The lighting of choice for most paint booths is standard four foot long fluorescent bulbs, usually arranged in fixtures containing either two or four bulbs grouped together. Fluorescents are popular because they produce a very wide spread of light output, which helps to evenly and uniformly illuminate the irregular surfaces of vehicles and thus better reveal imperfections in the surface to be coated. Fluorescent lamps are also popular because they can be had in a variety of color temperatures, which allows paint booth operators to choose lamps according to how well they mimic the natural color of daylight, or how accurately they render the color of the paints being used.
For most paint booth lighting applications, operators prefer a fluorescent lamp with a high color temperature and high color rendering index. The color temperature rating of a lamp denotes where in the light spectrum it radiates the majority of its light output. An incandescent lamp for example has a color temperature of around 2700 Kelvin, which is close to the red end of the light spectrum, hence the yellow or orangish color of the light they produce. A natural white fluorescent on the other hand has a color temperature of around 5500-6000 Kelvin, thus putting its light output closer to the middle of the light spectrum. When we view objects under these different lamps, their colors will appear different due to the spectral properties of the light the lamps produce.
An incandescent lamp with its output heavily skewed into the red end of the light spectrum will tend to reproduce red, orange, and yellow colors well, but do poorly when it comes to rendering blues, greens and whites. The natural white fluorescent on the other hand produces light near the middle of the light spectrum and thus will generally reproduce all colors fairly well, with some exceptions. Because of how a bulb produces light, how much of the light spectrum it actually radiates can vary greatly. Although a fluorescent lamp may radiate in the 6000k end of the light spectrum, this does not automatically mean it radiates all the colors of the light spectrum. A fluorescent lamp may be rated at 6500K, but it can also be red deficient, resulting in a lamp that produces somewhat bluish light that poorly renders the true red coloring of an object. In these cases, it is best to choose a lamp that is “full spectrum” with a middle of the range color temperature, meaning it produces the widest possible range of color wavelengths across the light spectrum.
As a result, it is also necessary to consider the color rendering index of a lamp as well. The color rendering index tells us how well a lamp renders the colors of its spectrum. Incandescent lamps have a CRI of 100 despite having poor light quality because they reproduce the colors of their spectrum very well. Thus, if we choose a fluorescent paint booth light with both a mid range color temperature and a high CRI, we can be reasonably assured of good quality light output that will reproduce colors accurately. Generally speaking , for paint booth light it is best to look for lamps with a color rendering index of at least 80 and a color temperature in the 5500-6000K range.

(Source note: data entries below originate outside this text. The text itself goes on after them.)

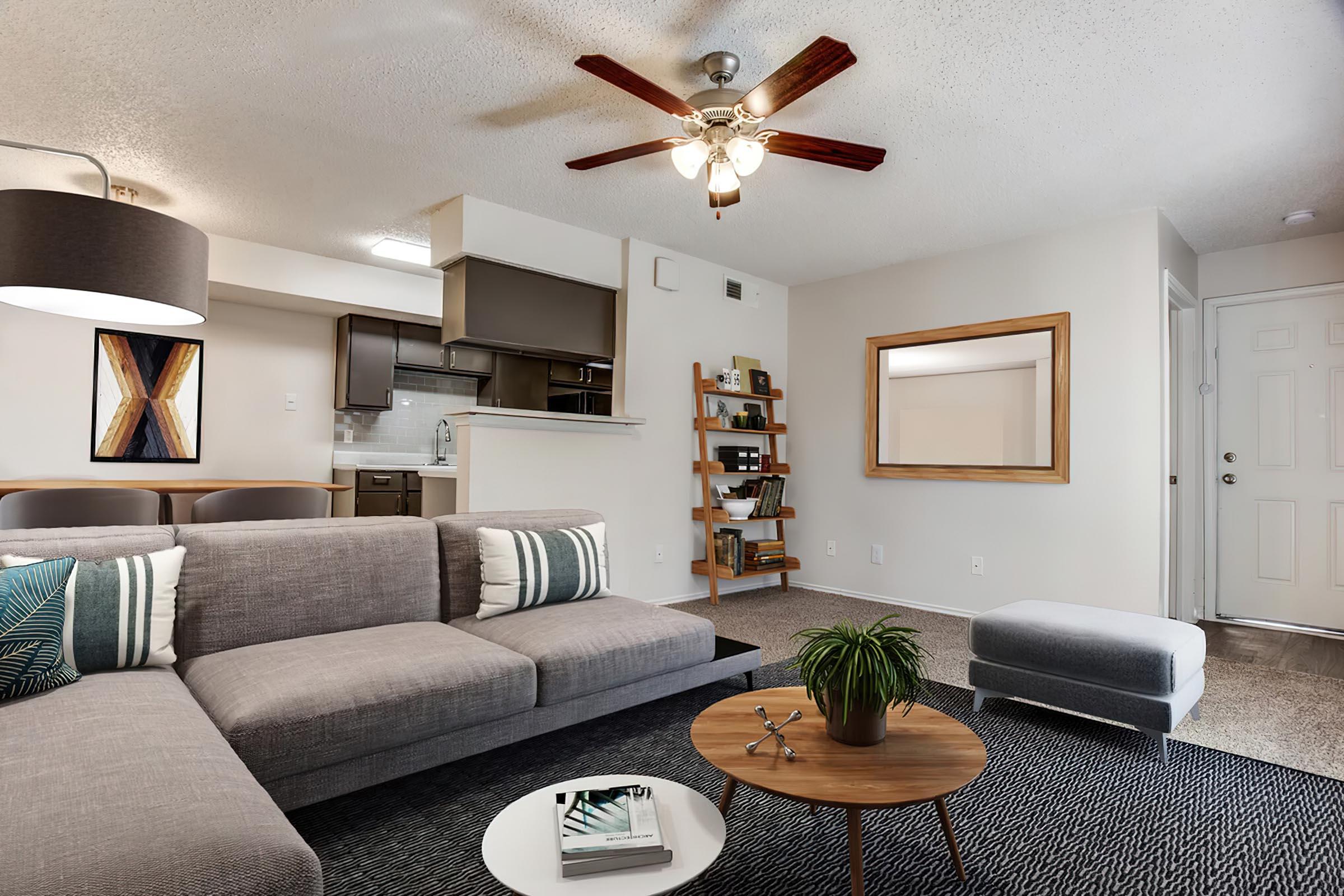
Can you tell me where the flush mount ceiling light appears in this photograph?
[0,139,209,326]
[368,236,429,266]
[566,38,887,218]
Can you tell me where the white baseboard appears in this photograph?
[789,580,976,618]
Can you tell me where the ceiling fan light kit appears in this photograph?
[566,38,887,218]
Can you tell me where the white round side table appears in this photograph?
[481,775,725,896]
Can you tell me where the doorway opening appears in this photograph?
[1159,270,1203,622]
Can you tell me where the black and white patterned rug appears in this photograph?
[290,664,1344,896]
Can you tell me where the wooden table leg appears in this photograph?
[933,796,967,880]
[844,809,863,896]
[719,775,738,818]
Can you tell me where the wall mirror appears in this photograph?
[864,312,1068,482]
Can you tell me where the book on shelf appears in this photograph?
[555,785,672,877]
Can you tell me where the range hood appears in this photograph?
[444,258,615,361]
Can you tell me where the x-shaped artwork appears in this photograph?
[747,707,802,762]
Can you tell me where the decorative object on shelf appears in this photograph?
[88,329,204,464]
[732,354,760,388]
[564,36,887,219]
[719,498,759,520]
[0,139,209,326]
[789,613,928,747]
[713,398,731,428]
[747,705,802,762]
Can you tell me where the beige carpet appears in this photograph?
[673,589,1344,781]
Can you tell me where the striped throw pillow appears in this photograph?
[0,558,80,698]
[0,545,187,671]
[476,522,612,619]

Positioning of lamps within the paint booth also plays a critical role in how effectively the work space will be illuminated. Since fluorescent lamps are typical long and thin, arranging them around the booth vertically can make it difficult to illuminate the work space effectively. With the lamps arranged vertically, it is easy for the paint booth operators’ body to block most of the output of a lamp when he moves in front of it. Fluorescent paint booth lights are best positioned horizontally, which allows more of their light to radiate onto the work surface even when an object is in front of the fixture. Another good practice is to mount overhead lighting across the upper corners of the booth rather than flat on the ceiling, thus providing the maximum amount of coverage with less potential for shadowing or obstruction.

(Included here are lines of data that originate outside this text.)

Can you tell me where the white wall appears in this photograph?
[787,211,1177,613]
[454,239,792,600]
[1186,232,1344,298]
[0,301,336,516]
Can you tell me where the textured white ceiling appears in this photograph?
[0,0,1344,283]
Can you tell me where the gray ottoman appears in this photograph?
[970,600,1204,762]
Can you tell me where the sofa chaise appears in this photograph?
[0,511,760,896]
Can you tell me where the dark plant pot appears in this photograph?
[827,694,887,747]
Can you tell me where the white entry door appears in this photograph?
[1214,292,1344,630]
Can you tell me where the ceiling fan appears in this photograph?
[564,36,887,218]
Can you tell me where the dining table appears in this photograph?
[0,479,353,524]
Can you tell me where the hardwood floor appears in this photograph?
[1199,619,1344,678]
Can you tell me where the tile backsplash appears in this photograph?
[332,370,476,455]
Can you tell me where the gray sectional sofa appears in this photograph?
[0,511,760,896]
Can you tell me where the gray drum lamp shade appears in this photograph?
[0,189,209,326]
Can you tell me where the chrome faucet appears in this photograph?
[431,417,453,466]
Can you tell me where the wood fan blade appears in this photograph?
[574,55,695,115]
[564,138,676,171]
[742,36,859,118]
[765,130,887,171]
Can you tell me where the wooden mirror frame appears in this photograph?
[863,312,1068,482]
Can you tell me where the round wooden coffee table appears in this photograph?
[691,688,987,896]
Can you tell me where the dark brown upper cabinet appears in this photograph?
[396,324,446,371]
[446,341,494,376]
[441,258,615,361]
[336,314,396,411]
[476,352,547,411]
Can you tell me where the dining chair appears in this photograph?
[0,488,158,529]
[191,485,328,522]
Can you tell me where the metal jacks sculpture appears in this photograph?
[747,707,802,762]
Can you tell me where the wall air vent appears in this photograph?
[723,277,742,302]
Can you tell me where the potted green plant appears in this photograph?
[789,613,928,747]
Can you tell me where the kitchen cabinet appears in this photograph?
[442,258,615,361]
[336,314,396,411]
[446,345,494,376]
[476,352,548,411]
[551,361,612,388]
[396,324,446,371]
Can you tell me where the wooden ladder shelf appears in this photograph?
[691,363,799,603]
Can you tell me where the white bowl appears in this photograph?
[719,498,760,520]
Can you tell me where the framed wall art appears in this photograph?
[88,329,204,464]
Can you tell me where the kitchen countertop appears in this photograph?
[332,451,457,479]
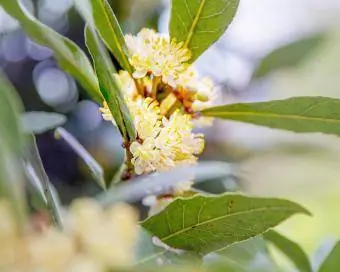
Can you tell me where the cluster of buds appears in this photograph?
[100,29,214,185]
[0,199,138,272]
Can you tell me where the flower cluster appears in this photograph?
[0,199,137,272]
[100,29,214,178]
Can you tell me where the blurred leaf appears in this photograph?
[87,0,133,74]
[142,194,309,253]
[0,0,103,103]
[169,0,239,62]
[98,162,232,205]
[21,111,66,134]
[55,128,106,189]
[85,25,136,142]
[263,230,312,272]
[214,237,277,272]
[135,228,166,266]
[318,242,340,272]
[0,74,26,226]
[202,96,340,135]
[25,135,62,227]
[253,34,324,78]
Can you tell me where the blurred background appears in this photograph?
[0,0,340,268]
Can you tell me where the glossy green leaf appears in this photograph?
[21,111,66,134]
[24,135,62,227]
[169,0,239,62]
[135,228,166,266]
[318,242,340,272]
[253,34,324,78]
[214,237,278,272]
[87,0,133,74]
[263,230,312,272]
[55,128,106,189]
[202,96,340,135]
[142,194,309,253]
[0,0,102,103]
[0,74,26,226]
[98,162,232,205]
[85,23,136,142]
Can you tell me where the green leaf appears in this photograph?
[55,128,106,189]
[21,111,66,134]
[214,237,278,272]
[0,74,26,226]
[87,0,133,74]
[263,230,312,272]
[85,25,136,142]
[98,162,232,205]
[169,0,239,62]
[202,96,340,135]
[318,242,340,272]
[0,0,103,103]
[253,34,324,78]
[135,228,166,266]
[142,194,309,253]
[25,135,62,227]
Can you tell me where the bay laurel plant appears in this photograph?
[0,0,340,271]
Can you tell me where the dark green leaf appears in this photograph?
[254,34,324,78]
[169,0,239,62]
[318,242,340,272]
[98,162,232,205]
[85,26,136,142]
[85,26,136,142]
[142,194,309,253]
[25,135,62,227]
[0,74,26,226]
[212,237,278,272]
[87,0,133,74]
[0,0,102,103]
[21,111,66,134]
[135,228,166,266]
[263,230,312,272]
[202,96,340,135]
[55,128,106,189]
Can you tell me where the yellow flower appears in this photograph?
[128,97,161,140]
[26,228,76,271]
[125,28,191,82]
[130,137,160,175]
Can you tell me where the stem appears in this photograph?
[151,76,162,99]
[110,162,127,187]
[117,143,135,181]
[133,78,145,97]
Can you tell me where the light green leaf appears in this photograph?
[202,96,340,135]
[253,34,324,78]
[318,242,340,272]
[21,111,66,134]
[0,0,102,103]
[214,237,278,272]
[55,127,106,189]
[142,194,309,253]
[98,162,232,205]
[135,228,166,266]
[25,135,62,227]
[263,230,312,272]
[87,0,133,74]
[169,0,239,62]
[0,71,26,227]
[85,25,136,142]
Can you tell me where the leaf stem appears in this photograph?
[151,76,162,99]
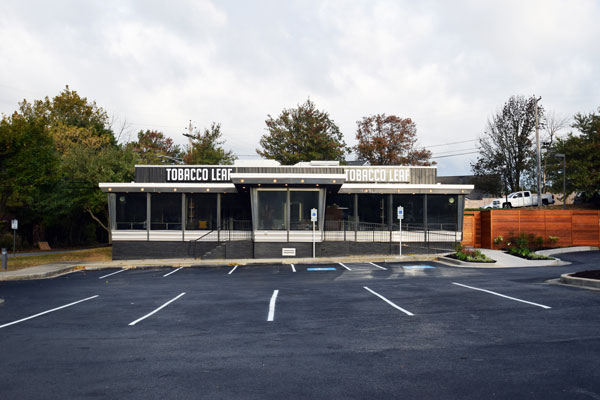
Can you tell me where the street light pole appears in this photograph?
[535,96,542,207]
[554,153,567,210]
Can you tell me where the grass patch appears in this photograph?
[8,247,112,271]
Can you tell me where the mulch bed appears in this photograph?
[445,254,496,264]
[571,270,600,280]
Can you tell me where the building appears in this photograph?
[99,160,473,259]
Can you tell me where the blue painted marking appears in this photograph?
[402,265,435,269]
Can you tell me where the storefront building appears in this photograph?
[100,160,473,259]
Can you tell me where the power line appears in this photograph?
[433,147,478,156]
[431,151,479,158]
[425,139,477,149]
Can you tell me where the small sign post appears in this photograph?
[310,208,317,258]
[398,206,404,255]
[10,219,19,256]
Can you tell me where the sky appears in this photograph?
[0,0,600,176]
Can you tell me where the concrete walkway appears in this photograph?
[0,247,598,281]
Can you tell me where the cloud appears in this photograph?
[0,0,600,174]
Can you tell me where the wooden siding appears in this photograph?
[462,210,600,249]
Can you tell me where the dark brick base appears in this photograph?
[113,240,452,260]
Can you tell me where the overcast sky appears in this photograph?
[0,0,600,175]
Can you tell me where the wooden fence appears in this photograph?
[462,210,600,249]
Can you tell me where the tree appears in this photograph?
[354,114,431,165]
[128,130,182,164]
[547,108,600,198]
[183,122,236,164]
[0,87,135,244]
[256,99,349,165]
[541,111,571,192]
[471,96,544,192]
[0,112,58,217]
[19,86,115,144]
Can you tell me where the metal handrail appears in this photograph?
[190,229,215,242]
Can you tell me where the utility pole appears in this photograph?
[185,121,195,149]
[535,96,542,207]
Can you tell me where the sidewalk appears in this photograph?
[0,247,598,281]
[0,254,439,281]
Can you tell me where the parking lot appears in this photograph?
[0,252,600,399]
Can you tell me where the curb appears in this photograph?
[0,265,85,282]
[438,257,502,268]
[438,257,571,269]
[80,255,439,271]
[560,272,600,290]
[535,246,600,257]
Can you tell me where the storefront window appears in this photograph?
[185,193,217,230]
[392,194,424,229]
[258,190,288,230]
[325,194,354,231]
[358,194,389,225]
[427,194,458,229]
[150,193,181,231]
[221,192,252,231]
[290,190,319,231]
[116,193,146,230]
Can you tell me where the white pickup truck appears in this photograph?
[490,190,554,208]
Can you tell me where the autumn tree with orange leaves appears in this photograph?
[354,114,432,165]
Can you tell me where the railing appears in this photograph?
[117,221,146,231]
[188,220,253,258]
[322,221,461,250]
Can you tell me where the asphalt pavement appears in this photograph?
[0,251,600,399]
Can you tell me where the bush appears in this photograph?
[454,244,494,262]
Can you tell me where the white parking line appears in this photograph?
[98,268,127,279]
[338,263,352,271]
[267,290,279,321]
[452,282,552,309]
[129,292,185,326]
[163,267,183,278]
[0,295,99,329]
[369,262,387,271]
[363,286,415,317]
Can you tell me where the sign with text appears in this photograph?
[398,206,404,219]
[165,167,233,182]
[345,167,410,183]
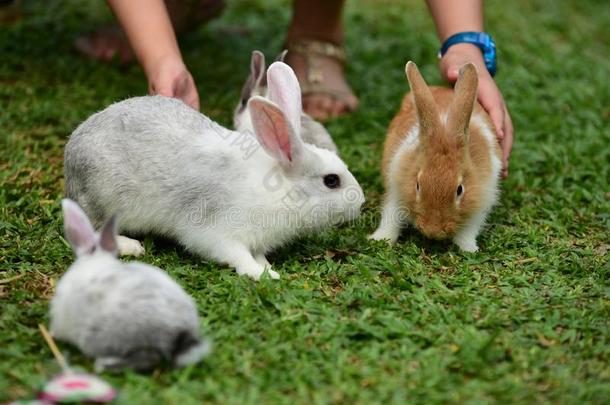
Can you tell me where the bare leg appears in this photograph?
[286,0,358,119]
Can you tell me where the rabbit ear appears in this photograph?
[275,49,288,62]
[248,96,303,166]
[241,51,265,106]
[100,214,119,254]
[447,63,478,141]
[405,61,441,135]
[61,198,96,256]
[267,62,302,135]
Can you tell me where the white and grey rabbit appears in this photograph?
[64,62,364,279]
[51,199,210,371]
[233,51,338,154]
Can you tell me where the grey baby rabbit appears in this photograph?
[51,199,210,371]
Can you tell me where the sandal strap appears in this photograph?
[286,39,347,63]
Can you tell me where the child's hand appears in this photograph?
[145,56,199,111]
[440,44,513,177]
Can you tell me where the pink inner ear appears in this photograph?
[252,100,292,162]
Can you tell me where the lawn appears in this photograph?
[0,0,610,405]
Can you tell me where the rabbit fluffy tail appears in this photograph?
[173,332,211,367]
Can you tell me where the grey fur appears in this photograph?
[51,197,208,371]
[233,51,338,154]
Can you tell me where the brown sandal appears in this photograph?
[285,39,353,111]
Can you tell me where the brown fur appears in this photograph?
[382,63,500,239]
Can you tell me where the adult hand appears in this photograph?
[146,56,199,111]
[440,43,513,178]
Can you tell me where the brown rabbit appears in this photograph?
[371,62,502,252]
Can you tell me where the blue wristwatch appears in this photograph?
[438,31,497,76]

Above all else, a lighting that will be installed within the confines of the booth must be approved for use in hazardous locations. The nature of the materials used and the type of work performed gives paint booths a Class 1 Division 1 rating, meaning lighting approved for regular exposure to flammable or explosive gases and vapors must be used. While it is also popular to install lighting outside of the booth in panels in order to avoid the expense of explosion proof compliant lighting, there are some special considerations that must be considered. For instance, some areas, door openings and exhaust vents for example, pose the potential to allow flammable gases and vapors to escape. As a result, when the spraying system cannot operate unless the ventilation system is switched on, then any lighting within 5 feet horizontally and 3 feet vertically of the opening must be Class 1 Division 2 approved.
For safety purposes, paint booth operators would be best served to consult with the NEC guidelines, particularly articles 500 through 516 in order to be certain their booth is compliant with all current regulations as well as safe for operation.